Decentralized Credit Scoring: A Technical Introduction
Abstract
With Artificial Intelligence becoming a prominent driving force in Traditional Finance, it goes without mentioning the capabilities of this technology in disrupting upcoming fields like Blockchain. Since blockchain is a distributed, decentralized, immutable ledger storing encrypted data, its integration with Machine and Deep Learning can be used for building more concrete data sharing routes as well as minimizing the time taken to find the cryptographic nonce (Developers Corner, 2021).

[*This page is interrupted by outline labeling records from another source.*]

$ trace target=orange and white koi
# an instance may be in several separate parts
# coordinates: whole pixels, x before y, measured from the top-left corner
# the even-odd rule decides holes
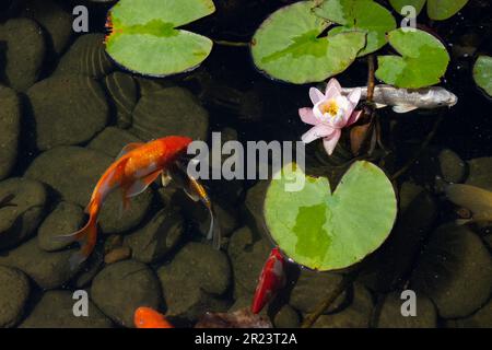
[[[70,258],[72,269],[83,262],[94,249],[97,238],[97,215],[106,197],[120,188],[124,208],[129,207],[131,197],[143,192],[174,162],[186,153],[192,140],[187,137],[169,136],[148,143],[129,143],[117,160],[106,170],[91,197],[85,212],[90,215],[86,225],[69,235],[58,237],[66,242],[78,241],[81,249]]]
[[[258,314],[285,285],[285,258],[278,247],[271,249],[256,287],[251,312]]]

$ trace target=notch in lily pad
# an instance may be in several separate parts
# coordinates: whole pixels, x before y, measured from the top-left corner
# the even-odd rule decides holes
[[[304,187],[288,191],[285,186],[300,176]],[[333,192],[328,178],[288,164],[271,180],[263,210],[270,235],[284,254],[327,271],[359,262],[386,241],[397,200],[386,174],[370,162],[352,164]]]
[[[319,82],[344,71],[365,47],[366,33],[326,35],[331,23],[300,1],[273,12],[251,40],[255,66],[267,75],[296,84]]]
[[[213,43],[179,27],[214,11],[211,0],[120,0],[108,13],[106,51],[118,65],[144,75],[192,70]]]
[[[398,28],[388,34],[388,40],[401,56],[378,56],[377,79],[406,89],[441,82],[449,65],[449,54],[436,37],[420,30]]]

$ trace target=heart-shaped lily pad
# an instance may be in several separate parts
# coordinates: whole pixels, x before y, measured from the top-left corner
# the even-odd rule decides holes
[[[212,40],[178,27],[214,11],[211,0],[120,0],[108,14],[106,51],[145,75],[191,70],[209,56]]]
[[[340,24],[329,32],[363,31],[367,33],[367,45],[359,52],[364,56],[386,45],[386,34],[396,28],[391,12],[373,0],[325,0],[314,12],[331,22]]]
[[[365,46],[364,32],[323,35],[330,22],[300,1],[273,12],[257,30],[251,54],[258,69],[286,82],[319,82],[345,70]]]
[[[379,56],[376,77],[397,88],[419,89],[437,84],[447,70],[449,54],[431,34],[401,28],[388,34],[401,56]]]
[[[415,8],[415,14],[419,14],[425,0],[389,0],[391,5],[401,13],[401,9],[407,5]],[[468,0],[427,0],[427,15],[431,20],[444,21],[455,15],[461,10]]]
[[[492,96],[492,57],[480,56],[473,67],[473,79],[489,96]]]
[[[379,247],[397,213],[391,183],[376,165],[355,162],[333,192],[325,177],[288,164],[271,180],[265,219],[271,237],[294,261],[316,270],[351,266]],[[288,191],[293,180],[304,187]]]

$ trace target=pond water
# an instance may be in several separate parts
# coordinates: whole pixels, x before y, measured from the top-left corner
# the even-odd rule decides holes
[[[247,43],[270,13],[292,2],[216,0],[213,15],[186,28],[225,45],[214,45],[191,72],[150,79],[106,56],[110,1],[2,1],[0,327],[133,327],[140,306],[192,327],[207,312],[249,307],[273,247],[262,213],[265,180],[206,182],[220,250],[206,238],[207,209],[160,182],[127,211],[118,192],[107,198],[94,253],[80,268],[69,262],[77,245],[55,237],[84,224],[94,186],[130,142],[169,135],[210,140],[213,131],[242,143],[300,140],[308,126],[297,110],[311,105],[311,85],[273,81],[255,68],[248,47],[227,45]],[[89,9],[89,33],[72,31],[77,4]],[[343,270],[288,264],[285,287],[261,320],[247,315],[253,322],[300,327],[332,298],[314,327],[492,327],[490,221],[456,224],[471,208],[445,196],[449,183],[492,191],[492,100],[472,78],[478,55],[492,56],[491,18],[483,0],[447,21],[419,16],[449,50],[441,85],[459,102],[403,115],[378,109],[380,143],[360,159],[393,179],[399,212],[389,238]],[[337,79],[365,85],[366,59]],[[318,142],[306,148],[307,173],[333,183],[352,159],[347,136],[331,158]],[[403,290],[414,292],[417,316],[400,313]],[[74,291],[82,299],[87,292],[89,317],[73,316]]]

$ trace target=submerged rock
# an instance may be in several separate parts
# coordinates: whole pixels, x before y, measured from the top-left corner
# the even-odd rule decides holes
[[[133,110],[131,132],[149,141],[171,135],[207,140],[209,114],[181,88],[167,88],[143,95]]]
[[[185,232],[181,214],[173,208],[164,208],[147,224],[125,237],[132,257],[142,262],[155,262],[172,250]]]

Blockchain and Artificial Intelligence are two of the most promising as well as the hottest technologies currently in the market. Despite having very different developing parts and use cases, researchers have been discussing and studying the ways these technologies can be collaborated to benefit one another. PwC predicts that by 2030 AI will add up to $15.7 trillion to the world economy, and as a result, global GDP will rise by 14%. According to Gartner’s prediction, business value added by blockchain technology will increase to $3.1 trillion by the same year (OpenMind, 2019).
Project Objective
This project of ours would be diving deep into exploring the use case of Machine and Deep Learning in Decentralised Credit Scoring. With the emerging limitations of traditional risk profiling mechanisms, this approach in the DeFi world allows the unbanked to obtain credit scores without any need for traditional credit history and thereby obtain access to lending services. The central idea is to rather form a credit score using non-intrusive on-chain data. Further advancements in this field could unlock possibilities for enhanced privacy and trust minimization, reducing attestations by a single authority.
Data Collection
Data Collection is one of the most integral parts of a machine learning project because it largely dictates how well a model is trained. Since blockchain makes use of a private distributed ledger to store data, it is much harder to retrieve user-specific data as compared to centralized systems wherein data rests with a single provider. While general data can be effortlessly extracted from the Blockchain due to it being open-source and public in nature, user-specific data is often very tough to find.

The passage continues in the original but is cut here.